Alessia
Damien wciąż milczał, nieruchomy i blady, wyraźnie się nad czymś zastanawiając. Alessia spojrzała na niego niespokojnie, ogarnięta coraz silniejszym niepokojem. Wyczuła ruch od strony okna, kiedy Gabriel odwrócił się w ich stronę, opierając się plecami o parapet. Jego twarz przypominała maskę i jedynie w ciemnych oczach dało się dostrzec najróżniejsze, sprzeczne ze sobą emocje, ale tych było zbyt wiele, żeby zdążyła za nimi nadążyć i je zidentyfikować.

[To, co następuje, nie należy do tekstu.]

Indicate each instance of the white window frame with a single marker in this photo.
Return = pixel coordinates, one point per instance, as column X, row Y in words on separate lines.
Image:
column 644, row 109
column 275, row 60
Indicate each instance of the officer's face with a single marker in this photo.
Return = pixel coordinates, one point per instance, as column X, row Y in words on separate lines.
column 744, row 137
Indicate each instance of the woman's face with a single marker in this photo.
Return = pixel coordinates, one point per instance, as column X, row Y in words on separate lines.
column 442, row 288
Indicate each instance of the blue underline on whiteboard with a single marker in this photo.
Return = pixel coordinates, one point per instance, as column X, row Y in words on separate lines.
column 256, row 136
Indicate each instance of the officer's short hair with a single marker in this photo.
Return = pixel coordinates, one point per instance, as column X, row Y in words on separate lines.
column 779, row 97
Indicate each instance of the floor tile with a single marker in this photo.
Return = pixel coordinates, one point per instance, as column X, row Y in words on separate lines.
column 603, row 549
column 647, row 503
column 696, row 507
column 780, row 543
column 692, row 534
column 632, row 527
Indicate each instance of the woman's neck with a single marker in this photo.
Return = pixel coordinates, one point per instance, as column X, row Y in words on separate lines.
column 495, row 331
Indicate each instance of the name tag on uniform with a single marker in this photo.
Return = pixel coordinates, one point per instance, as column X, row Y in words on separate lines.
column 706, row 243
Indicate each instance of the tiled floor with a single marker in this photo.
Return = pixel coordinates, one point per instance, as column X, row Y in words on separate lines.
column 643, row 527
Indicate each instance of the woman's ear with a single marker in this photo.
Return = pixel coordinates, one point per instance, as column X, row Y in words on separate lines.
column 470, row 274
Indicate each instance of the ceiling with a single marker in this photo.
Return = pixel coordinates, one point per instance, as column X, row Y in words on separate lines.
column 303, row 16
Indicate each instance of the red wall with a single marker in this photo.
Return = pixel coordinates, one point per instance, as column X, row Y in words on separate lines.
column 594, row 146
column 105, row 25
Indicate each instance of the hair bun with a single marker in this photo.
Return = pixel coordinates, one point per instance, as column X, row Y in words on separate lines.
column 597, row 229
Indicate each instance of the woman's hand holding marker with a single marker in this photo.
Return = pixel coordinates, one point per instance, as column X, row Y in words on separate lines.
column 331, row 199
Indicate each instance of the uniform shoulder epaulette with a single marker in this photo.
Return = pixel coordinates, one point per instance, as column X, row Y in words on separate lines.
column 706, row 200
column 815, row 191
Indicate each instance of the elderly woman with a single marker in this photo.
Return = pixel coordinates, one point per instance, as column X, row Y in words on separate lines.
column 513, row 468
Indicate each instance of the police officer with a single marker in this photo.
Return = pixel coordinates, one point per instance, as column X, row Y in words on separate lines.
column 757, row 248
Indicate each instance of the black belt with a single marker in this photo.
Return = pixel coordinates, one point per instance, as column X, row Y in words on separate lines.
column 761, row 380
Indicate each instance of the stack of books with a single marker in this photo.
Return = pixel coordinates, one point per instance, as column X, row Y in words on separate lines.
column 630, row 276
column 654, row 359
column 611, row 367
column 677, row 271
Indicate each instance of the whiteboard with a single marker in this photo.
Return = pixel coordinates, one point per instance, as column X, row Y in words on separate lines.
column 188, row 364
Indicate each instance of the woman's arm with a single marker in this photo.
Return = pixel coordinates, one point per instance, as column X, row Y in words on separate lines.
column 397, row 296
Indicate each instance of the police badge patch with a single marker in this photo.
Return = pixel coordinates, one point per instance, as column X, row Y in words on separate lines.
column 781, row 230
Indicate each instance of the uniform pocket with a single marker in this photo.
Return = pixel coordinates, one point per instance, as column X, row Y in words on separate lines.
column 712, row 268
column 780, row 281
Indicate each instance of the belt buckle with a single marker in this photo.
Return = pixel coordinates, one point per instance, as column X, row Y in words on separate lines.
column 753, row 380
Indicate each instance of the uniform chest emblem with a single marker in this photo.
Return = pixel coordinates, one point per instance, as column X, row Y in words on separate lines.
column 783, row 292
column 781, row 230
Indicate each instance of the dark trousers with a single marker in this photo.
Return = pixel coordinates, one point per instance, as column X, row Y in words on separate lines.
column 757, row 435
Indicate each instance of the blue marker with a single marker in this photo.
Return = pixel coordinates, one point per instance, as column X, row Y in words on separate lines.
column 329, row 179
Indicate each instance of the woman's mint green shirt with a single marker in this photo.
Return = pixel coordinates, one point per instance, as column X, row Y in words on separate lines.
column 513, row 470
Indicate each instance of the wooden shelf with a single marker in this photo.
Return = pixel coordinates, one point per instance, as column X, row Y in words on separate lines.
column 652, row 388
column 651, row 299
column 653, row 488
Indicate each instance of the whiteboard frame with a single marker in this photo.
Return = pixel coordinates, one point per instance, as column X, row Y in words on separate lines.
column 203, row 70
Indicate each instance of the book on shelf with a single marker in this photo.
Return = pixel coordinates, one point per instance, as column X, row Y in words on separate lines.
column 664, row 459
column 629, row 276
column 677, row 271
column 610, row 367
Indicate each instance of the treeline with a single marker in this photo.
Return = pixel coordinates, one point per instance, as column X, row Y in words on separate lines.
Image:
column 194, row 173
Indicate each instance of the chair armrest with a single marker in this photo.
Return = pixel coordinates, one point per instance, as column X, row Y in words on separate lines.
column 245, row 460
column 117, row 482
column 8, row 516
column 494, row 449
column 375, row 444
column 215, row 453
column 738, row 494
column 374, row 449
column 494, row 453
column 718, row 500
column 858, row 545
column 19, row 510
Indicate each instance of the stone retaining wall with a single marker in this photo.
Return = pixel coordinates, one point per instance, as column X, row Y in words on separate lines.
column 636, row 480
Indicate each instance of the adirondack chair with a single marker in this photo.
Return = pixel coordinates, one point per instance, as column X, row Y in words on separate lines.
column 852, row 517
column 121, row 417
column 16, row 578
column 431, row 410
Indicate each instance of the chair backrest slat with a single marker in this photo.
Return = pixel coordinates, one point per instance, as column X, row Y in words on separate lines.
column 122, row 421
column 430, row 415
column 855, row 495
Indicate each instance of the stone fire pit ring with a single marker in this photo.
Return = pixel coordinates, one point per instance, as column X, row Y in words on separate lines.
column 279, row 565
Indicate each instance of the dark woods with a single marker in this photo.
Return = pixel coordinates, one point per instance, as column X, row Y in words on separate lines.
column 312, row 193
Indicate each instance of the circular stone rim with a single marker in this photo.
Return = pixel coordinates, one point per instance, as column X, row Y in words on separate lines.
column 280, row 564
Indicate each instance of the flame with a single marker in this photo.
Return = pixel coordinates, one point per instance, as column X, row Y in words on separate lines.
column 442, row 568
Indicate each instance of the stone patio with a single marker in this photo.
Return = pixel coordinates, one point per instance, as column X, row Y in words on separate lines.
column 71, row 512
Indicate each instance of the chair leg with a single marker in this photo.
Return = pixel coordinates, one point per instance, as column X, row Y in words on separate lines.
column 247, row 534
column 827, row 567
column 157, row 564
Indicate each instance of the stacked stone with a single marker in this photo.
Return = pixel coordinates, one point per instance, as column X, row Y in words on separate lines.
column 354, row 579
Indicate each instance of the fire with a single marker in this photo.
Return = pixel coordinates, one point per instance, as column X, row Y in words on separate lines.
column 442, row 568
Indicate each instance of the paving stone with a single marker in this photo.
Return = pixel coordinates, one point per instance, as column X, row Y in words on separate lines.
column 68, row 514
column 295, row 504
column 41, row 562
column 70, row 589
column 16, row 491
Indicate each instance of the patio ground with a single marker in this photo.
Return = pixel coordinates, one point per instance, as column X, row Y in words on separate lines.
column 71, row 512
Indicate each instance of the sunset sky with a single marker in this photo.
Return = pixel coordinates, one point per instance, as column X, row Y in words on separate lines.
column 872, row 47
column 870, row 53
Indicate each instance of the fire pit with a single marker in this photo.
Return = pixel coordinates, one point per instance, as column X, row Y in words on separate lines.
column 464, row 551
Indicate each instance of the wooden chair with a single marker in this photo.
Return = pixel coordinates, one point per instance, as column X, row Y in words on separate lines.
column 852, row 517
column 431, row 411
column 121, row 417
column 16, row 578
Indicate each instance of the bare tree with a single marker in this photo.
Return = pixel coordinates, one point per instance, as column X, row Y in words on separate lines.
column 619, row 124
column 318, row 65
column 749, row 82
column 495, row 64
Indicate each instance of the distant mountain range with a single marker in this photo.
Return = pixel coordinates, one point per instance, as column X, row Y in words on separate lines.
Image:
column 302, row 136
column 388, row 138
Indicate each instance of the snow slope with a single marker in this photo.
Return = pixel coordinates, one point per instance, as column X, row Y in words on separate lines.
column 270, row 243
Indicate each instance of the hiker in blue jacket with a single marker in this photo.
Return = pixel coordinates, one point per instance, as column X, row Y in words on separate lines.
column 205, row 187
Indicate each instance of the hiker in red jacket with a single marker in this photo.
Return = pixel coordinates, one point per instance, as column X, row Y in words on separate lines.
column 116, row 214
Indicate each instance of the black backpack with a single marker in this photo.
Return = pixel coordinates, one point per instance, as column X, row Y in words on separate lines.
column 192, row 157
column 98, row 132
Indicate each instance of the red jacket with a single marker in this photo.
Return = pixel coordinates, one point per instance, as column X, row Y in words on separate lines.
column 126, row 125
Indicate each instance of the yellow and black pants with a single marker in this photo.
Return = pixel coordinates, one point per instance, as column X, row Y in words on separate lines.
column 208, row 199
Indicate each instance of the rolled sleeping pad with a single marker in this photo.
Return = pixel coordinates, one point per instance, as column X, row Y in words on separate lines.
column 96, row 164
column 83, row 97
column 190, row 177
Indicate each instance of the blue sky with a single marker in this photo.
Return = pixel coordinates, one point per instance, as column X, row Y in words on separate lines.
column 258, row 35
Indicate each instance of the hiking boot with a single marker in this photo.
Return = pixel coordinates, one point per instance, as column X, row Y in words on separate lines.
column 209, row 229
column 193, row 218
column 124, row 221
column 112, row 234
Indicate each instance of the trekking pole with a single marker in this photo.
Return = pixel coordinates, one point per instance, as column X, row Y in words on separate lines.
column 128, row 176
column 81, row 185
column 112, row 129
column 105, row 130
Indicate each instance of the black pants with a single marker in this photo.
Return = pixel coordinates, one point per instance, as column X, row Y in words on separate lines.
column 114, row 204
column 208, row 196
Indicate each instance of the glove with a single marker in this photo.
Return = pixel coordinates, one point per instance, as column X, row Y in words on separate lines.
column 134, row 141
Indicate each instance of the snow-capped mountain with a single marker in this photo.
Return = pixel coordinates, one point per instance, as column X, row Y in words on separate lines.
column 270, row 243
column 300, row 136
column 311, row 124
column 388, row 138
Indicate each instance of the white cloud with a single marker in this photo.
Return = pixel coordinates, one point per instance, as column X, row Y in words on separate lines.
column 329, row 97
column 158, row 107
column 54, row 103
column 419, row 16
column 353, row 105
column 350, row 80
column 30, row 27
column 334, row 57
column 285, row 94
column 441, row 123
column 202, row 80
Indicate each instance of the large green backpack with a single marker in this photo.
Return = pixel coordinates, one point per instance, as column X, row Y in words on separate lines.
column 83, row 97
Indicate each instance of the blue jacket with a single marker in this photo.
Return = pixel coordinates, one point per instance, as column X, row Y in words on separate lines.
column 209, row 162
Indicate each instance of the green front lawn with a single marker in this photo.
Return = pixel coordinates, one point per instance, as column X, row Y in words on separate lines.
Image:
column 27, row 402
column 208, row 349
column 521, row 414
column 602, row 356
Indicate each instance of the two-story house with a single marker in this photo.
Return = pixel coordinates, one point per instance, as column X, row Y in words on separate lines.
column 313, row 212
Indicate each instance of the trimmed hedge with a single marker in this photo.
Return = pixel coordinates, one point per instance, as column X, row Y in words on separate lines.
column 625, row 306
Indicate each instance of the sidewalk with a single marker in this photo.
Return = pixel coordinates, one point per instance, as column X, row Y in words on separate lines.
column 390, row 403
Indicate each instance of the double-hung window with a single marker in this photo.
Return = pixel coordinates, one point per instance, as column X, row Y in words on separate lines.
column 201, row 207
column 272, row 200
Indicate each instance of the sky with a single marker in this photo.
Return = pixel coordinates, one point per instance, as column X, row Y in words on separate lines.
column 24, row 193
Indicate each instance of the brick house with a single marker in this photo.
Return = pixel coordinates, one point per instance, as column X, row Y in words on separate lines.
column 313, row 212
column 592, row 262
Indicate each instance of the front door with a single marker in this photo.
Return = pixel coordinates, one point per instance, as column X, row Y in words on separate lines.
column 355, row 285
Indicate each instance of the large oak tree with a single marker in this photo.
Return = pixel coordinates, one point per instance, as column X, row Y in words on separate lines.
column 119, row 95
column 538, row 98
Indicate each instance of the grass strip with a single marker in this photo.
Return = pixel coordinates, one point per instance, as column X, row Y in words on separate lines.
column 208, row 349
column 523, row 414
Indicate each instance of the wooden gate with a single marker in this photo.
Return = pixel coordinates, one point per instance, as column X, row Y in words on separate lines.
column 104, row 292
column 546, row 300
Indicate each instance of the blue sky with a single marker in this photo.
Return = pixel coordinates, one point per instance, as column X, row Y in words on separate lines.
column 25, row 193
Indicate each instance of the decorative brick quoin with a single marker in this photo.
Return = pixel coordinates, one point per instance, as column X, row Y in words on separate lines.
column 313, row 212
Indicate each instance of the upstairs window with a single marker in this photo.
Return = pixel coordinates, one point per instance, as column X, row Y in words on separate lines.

Na pewno był zły. Gabriel był zdenerwowany, a bacząc na to, że próbował nad sobą panować i nie do końca mu to wychodziło, dziwiła się, że jeszcze w szale nie cisnął czymś przez pokój. Fakt, że trzymał się z daleka od mamy, jakby niepewny, czy zdoła zapanować nad nerwami i czy jej nie krzywdzi, wydawał się jeszcze bardziej niepokojący i irracjonalny jednocześnie. Alessia mogłaby podejrzewać ojca o wiele – wiedziała, że zdarzało mu się zabić i że gdyby musiał, zrobiłby to raz jeszcze – ale na pewno nie uwierzyłaby w to, że byłby w stanie skrzywdzić któregokolwiek ze swoich bliskich.
– Tato? – zapytała cicho, chcąc przerwać przeciągające się milczenie.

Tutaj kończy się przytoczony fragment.